6. A flow stabilizer according to claim 1, characterized in that the swirl restrictor valve (1) comprises:

the bottom of the valve cylinder (11) is provided with an outlet of the rotational flow limiting valve (1);

the sealing plate (12) is arranged at the top of the valve cylinder (11) so as to seal the top cylinder opening of the valve cylinder (11), and the sealing plate (12) is provided with air holes;

the water distribution pipes (13) are arranged on the valve cylinder (11) and extend tangentially to the valve cylinder (11) so as to be used for supplying liquid to the interior of the valve cylinder (11), and the number of the water distribution pipes (13) is at least two, and the at least two water distribution pipes (13) are distributed at intervals along the circumferential direction of the valve cylinder (11).

7. The flow stabilizer according to claim 6, characterized in that the water distribution pipe (13) is provided with a valve (131) and a pressure gauge (132), the valve (131) is used for adjusting the flow of the water distribution pipe (13), and the pressure gauge (132) is used for displaying the liquid pressure in the water distribution pipe (13).

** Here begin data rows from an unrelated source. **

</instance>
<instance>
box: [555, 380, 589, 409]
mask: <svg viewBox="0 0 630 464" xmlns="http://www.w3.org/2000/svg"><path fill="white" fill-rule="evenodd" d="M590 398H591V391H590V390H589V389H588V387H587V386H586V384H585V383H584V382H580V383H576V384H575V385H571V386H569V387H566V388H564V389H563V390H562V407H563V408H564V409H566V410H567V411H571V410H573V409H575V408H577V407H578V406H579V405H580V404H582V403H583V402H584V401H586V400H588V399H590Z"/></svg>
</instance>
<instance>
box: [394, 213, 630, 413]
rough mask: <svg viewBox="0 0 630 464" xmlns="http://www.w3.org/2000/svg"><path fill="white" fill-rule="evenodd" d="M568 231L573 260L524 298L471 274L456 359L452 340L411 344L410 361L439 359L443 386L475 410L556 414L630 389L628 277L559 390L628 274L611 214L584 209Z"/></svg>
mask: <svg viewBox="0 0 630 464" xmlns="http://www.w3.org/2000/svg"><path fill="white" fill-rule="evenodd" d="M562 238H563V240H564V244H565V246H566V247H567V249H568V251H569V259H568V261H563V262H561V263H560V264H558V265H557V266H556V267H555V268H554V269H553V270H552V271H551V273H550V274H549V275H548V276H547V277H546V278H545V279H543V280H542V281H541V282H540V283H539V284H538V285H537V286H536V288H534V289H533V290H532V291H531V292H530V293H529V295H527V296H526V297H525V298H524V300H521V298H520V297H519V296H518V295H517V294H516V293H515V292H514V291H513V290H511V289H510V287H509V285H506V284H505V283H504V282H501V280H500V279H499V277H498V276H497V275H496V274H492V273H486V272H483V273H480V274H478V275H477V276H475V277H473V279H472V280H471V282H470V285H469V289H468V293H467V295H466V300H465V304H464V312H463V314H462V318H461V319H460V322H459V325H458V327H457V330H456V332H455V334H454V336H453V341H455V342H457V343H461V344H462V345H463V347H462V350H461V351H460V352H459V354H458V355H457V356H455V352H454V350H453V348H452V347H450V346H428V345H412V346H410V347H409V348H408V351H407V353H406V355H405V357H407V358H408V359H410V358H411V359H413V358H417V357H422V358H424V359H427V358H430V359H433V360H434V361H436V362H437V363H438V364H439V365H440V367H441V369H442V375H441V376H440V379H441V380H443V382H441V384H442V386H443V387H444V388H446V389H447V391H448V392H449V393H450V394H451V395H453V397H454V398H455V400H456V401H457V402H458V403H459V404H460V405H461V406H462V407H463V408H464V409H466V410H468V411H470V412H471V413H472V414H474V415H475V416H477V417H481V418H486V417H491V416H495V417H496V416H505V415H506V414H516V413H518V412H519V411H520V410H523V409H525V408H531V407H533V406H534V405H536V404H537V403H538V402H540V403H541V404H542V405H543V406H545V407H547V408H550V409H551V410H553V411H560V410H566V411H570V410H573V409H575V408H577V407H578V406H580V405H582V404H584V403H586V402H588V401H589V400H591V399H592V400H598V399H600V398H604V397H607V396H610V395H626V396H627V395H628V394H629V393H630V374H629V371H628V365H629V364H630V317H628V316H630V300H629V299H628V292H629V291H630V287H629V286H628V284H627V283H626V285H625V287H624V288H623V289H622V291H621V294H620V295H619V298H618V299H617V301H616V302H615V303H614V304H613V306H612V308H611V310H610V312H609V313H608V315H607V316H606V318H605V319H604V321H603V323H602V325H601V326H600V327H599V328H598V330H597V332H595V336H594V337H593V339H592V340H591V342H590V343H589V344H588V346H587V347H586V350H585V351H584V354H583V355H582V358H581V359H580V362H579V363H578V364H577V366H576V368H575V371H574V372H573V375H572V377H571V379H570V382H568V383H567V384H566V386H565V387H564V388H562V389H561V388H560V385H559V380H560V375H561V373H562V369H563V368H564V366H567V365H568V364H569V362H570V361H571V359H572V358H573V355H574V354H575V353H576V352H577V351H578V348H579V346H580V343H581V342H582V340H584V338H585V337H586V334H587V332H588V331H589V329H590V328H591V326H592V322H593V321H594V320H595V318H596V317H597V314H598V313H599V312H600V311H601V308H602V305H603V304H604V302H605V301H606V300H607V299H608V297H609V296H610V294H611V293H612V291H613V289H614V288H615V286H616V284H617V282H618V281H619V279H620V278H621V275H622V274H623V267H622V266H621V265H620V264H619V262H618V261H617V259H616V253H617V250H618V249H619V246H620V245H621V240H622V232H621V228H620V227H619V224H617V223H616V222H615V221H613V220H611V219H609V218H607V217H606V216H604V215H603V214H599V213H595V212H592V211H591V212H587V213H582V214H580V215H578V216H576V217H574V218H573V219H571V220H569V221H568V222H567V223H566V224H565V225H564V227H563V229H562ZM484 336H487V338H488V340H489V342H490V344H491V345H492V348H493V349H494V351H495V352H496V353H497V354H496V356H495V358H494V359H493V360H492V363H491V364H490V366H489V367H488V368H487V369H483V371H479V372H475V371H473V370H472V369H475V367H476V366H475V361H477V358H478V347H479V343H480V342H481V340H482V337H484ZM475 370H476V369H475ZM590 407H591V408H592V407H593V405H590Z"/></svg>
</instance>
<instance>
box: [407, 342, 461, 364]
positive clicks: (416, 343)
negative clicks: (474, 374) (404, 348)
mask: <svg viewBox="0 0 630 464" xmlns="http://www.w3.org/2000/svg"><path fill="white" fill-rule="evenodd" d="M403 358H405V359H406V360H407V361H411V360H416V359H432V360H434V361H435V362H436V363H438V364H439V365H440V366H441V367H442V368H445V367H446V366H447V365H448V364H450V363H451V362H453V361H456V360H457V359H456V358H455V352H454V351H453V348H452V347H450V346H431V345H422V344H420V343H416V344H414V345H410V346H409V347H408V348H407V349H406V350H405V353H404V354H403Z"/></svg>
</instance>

8. The flow stabilizer according to claim 6, characterized in that the valve cylinder (11) comprises a cylindrical section (111) and a conical section (112), the water distribution pipe (13) is arranged on the cylindrical section (111), one end with a larger diameter of the conical section (112) is connected with the bottom end of the cylindrical section (111), and one end with a smaller diameter of the conical section (112) is provided with an outlet of the rotational flow limiting valve (1);

the sealing plate (12) is provided with an air inlet pipe (121) extending along the vertical direction, and the air holes are formed in the pipe cavity of the air inlet pipe (121).

9. The flow stabilizer according to claim 6, characterized in that the swirl flow limiting valve (1) further comprises a water inlet pipe (14), the water inlet pipe (14) is provided with a water inlet (141), at least part of the water inlet pipe (14) is annular and surrounds the periphery of the valve cylinder (11), and the water distribution pipe (13) is connected between the water inlet pipe (14) and the valve cylinder (11).

10. A sewage treatment system, comprising:

an adjusting tank;

the flow stabilizer is the flow stabilizer according to any one of claims 1-9, the rotational flow limiting valve (1) is communicated with the regulating tank to obtain liquid discharged by the regulating tank, the overflow container (2) is provided with a water outlet (29) communicated with the water storage area (22), and the water outlet (29) is communicated with the regulating tank;

and the sewage treatment equipment is communicated with the overflow outlet (23) so as to obtain liquid discharged by the overflow outlet (23).